My cabbie vehemently agreed:

“People who don’t believe in God are fucked up.”

.: I sat the whole ride in silence. When we finally arrived, I reached for my money and said, “You know, concerning that conversation you had with your friend, I just wanted to say that I don’t believe in God and I love my life. Here’s your fare.”

.: He paused for a second, genuinely, I believe, bemused. “You don’t believe in God?” he asked incredulously.

“I don’t,” I said, gently closing the door and walking away.

About The Author

Comments

30 Responses to “Miracle House”

  1. Newscat says:

    Thank you for your moving personal testimony.

    I know that I enjoyed reading your entertaining memory of that fateful night a great deal more than you endured what must have seemed an eternity.

    I’m quite certain I will never see a thumbs up again, without thinking of the holy smoke vision. Just be glad he wasn’t a member of a snake handling band of believers!

  2. Anonymous says:

    You know, at a certain point, you could have just said, “Sir, I have decided not to rent here. Good day.” And walk out.

    But I see where you’re going with this.

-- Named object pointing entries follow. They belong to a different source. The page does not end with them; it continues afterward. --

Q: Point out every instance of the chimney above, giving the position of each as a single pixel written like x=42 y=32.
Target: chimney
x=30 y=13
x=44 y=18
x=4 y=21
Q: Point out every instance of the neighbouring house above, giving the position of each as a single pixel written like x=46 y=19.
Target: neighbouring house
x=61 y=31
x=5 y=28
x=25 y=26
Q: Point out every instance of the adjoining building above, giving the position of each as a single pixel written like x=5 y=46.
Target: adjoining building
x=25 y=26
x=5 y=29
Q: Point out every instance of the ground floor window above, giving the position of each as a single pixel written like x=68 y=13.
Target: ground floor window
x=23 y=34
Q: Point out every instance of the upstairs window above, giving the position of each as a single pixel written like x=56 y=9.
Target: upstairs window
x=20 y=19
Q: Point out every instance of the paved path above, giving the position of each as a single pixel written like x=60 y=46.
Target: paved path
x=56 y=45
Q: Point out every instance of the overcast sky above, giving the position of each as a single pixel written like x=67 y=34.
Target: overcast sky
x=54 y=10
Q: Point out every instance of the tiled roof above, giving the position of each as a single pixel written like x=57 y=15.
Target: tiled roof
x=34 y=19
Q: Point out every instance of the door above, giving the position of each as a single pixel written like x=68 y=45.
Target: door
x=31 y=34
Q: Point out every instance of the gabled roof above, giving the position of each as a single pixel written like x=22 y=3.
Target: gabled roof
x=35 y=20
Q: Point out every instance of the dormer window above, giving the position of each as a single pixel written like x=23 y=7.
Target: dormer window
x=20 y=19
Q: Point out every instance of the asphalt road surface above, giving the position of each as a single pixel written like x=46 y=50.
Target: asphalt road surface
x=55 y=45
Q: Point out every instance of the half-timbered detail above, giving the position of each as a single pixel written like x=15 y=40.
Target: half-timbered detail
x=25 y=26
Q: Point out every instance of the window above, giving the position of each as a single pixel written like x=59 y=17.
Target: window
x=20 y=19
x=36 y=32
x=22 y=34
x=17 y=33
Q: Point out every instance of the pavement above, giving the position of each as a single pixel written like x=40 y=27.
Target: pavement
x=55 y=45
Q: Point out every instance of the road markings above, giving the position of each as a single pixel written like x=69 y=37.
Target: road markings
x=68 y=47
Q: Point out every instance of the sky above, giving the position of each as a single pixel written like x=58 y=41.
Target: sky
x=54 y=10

Because there is this religious guy who lives half-a-back-sweat from downtown who is c-r-a-z-y, that means that all religion is definitely just plain wrong.

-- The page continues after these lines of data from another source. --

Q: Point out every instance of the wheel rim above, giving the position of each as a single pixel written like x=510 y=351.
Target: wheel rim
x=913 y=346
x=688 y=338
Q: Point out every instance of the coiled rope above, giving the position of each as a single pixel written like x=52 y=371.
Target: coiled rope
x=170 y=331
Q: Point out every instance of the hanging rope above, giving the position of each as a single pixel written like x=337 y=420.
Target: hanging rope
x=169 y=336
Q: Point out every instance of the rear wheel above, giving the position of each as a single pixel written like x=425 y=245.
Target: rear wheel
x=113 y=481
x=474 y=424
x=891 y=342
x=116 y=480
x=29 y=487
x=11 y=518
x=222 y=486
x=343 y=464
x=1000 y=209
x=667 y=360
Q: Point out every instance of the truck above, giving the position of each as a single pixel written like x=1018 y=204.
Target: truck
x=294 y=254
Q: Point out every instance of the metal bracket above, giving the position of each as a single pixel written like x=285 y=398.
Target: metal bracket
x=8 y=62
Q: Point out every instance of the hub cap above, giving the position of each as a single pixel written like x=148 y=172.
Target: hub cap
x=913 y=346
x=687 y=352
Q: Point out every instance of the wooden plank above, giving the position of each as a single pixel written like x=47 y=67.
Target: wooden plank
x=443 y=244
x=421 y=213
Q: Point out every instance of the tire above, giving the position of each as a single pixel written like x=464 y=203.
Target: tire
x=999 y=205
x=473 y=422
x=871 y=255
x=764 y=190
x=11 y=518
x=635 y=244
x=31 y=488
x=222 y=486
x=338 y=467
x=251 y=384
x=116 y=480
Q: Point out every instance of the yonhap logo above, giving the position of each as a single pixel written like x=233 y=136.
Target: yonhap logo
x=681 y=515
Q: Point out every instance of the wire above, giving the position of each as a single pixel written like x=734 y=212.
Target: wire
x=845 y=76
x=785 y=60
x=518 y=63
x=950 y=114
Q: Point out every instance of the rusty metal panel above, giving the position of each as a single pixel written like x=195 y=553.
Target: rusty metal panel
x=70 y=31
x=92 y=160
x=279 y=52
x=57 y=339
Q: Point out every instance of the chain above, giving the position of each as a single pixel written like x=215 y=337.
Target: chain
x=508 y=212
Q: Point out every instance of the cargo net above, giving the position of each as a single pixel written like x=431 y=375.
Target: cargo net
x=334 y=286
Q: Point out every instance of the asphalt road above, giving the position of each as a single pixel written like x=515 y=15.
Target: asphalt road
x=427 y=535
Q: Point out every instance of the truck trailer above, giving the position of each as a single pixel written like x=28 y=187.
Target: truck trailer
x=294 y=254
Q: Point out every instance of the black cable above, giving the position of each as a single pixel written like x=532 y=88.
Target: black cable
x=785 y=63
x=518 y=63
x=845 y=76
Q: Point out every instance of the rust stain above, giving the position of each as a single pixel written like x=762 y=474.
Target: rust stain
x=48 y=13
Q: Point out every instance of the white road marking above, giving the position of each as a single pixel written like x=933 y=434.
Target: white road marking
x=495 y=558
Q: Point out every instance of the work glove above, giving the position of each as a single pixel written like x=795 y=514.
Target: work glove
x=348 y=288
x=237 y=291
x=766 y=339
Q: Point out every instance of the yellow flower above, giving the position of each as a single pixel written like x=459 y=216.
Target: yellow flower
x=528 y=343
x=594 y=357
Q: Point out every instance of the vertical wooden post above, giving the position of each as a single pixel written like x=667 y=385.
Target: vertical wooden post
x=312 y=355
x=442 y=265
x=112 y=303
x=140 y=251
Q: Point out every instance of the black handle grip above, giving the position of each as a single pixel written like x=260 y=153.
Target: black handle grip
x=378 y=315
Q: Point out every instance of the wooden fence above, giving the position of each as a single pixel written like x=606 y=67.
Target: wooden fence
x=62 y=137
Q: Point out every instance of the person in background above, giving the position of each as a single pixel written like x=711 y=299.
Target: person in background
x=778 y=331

    Do you think that logic would get you a very high grade while climbing the ivory tower? If not, why should it get you a high grade while slumming in the blogosphere? Do you evaluate theories based on their worst supporting arguments, or their best?

    Finally, for bonus points, let’s consider not telling someone what your opinion is of their opinion, despite listening to them go on and on, except later on in a semi-anonymous fashion when you attack his opinion on the Internet. Do you think you are helping? If you really wanted to help the chap, maybe you could just be honest with him and tell him you think he’s off his rocker. Maybe so few people have done that in his life, that fantasy has taken over, and a man who once was rational has become irrational. If you really want this man to see the light, shouldn’t you show him a ray of it?

  3. Kyle says:

    A good read. If not simply entertaining, it provided some good reading material with links to related content and a viewpoint that provides insightful perspective.

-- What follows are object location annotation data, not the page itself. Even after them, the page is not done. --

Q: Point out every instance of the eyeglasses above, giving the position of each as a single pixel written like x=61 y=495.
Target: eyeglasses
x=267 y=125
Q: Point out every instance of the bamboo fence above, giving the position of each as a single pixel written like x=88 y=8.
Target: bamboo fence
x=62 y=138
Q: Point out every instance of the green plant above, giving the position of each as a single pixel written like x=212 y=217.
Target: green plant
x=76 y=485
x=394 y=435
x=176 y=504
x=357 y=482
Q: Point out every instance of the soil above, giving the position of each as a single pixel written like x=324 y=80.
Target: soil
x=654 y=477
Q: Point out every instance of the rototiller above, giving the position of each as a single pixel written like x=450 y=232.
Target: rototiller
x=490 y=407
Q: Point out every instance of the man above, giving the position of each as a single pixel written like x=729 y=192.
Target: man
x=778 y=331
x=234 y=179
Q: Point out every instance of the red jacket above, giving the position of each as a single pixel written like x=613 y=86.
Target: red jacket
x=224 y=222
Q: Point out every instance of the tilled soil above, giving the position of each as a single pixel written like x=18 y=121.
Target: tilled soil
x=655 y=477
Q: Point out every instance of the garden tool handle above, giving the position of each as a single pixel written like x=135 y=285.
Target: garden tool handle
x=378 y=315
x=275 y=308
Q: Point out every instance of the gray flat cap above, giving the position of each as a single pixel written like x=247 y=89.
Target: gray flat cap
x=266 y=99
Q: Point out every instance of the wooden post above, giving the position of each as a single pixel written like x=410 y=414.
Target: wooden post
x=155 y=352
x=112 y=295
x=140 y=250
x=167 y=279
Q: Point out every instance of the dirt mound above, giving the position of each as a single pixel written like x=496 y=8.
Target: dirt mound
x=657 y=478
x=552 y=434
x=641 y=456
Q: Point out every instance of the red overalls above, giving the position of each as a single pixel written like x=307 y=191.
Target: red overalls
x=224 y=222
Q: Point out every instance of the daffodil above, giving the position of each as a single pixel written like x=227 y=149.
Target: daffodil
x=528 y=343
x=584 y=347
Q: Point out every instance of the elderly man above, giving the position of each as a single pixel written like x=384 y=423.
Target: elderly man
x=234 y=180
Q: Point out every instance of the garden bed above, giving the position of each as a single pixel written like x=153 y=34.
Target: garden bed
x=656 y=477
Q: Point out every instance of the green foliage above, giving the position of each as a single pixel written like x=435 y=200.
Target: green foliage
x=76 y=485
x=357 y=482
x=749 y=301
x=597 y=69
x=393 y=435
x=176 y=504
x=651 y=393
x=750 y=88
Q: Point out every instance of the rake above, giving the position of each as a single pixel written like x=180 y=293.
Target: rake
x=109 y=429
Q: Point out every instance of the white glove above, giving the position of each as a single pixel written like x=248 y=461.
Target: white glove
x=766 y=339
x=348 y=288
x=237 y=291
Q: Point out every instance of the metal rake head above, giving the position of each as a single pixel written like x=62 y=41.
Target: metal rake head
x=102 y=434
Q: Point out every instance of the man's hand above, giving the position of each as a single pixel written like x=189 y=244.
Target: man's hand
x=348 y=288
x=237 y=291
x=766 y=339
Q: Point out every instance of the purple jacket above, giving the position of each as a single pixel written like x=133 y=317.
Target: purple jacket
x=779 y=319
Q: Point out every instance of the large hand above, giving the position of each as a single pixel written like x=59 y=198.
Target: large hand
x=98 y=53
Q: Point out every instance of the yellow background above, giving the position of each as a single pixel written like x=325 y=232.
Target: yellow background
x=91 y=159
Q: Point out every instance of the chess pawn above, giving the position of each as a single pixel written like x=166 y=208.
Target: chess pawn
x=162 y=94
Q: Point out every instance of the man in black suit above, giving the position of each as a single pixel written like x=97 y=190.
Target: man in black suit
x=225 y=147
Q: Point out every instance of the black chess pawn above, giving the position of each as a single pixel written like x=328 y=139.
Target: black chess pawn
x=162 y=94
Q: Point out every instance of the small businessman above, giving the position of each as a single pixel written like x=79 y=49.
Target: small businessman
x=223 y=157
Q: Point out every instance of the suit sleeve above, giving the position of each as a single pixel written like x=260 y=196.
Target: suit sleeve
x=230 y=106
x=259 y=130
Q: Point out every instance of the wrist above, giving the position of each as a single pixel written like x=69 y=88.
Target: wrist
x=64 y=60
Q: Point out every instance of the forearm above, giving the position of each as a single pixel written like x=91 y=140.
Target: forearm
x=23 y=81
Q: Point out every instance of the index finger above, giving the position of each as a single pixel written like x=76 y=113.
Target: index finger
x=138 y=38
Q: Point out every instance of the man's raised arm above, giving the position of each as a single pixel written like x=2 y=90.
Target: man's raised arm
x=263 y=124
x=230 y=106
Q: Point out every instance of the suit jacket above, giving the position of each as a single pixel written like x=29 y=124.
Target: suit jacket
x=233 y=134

    Also, it gets harder to hold your point of view when your mother and extended family are almost entirely introduced as Reverend.

  4. Cody says:

    ” If you really wanted to help the chap, maybe you could just be honest with him and tell him you think he’s off his rocker.”

    Christ, Anonymous, the man thought Obama was possessed by a literal demon. What makes you think telling him the core of his identity is a falsehood would make him any more receptive to what I had to say?

    I’ve already made note of my inconsistencies and contradictions. I’m human and fully capable of doing wrong and feeling shame for it. You would’ve gotten that had you read the parts that explicitly said it.

  5. Please don’t invoke philosophy that way. There’s no philosophy here of any form, and philosophy not only does not exclude, but indeed deeply embraces, religion.

    Mind you, I’m an agnostic. This isn’t a shrouded defense of religion; I would have behaved much in parallel to how you did, except without any of the grace or patience.

    But there isn’t a lick of philosophy here, and it’s time for people to stop dropping that word every time they want to bring a seeming of education to what they’re writing. Granted it’s not as offensive as the people who say “my personal philosophy”, but it’s pretty close.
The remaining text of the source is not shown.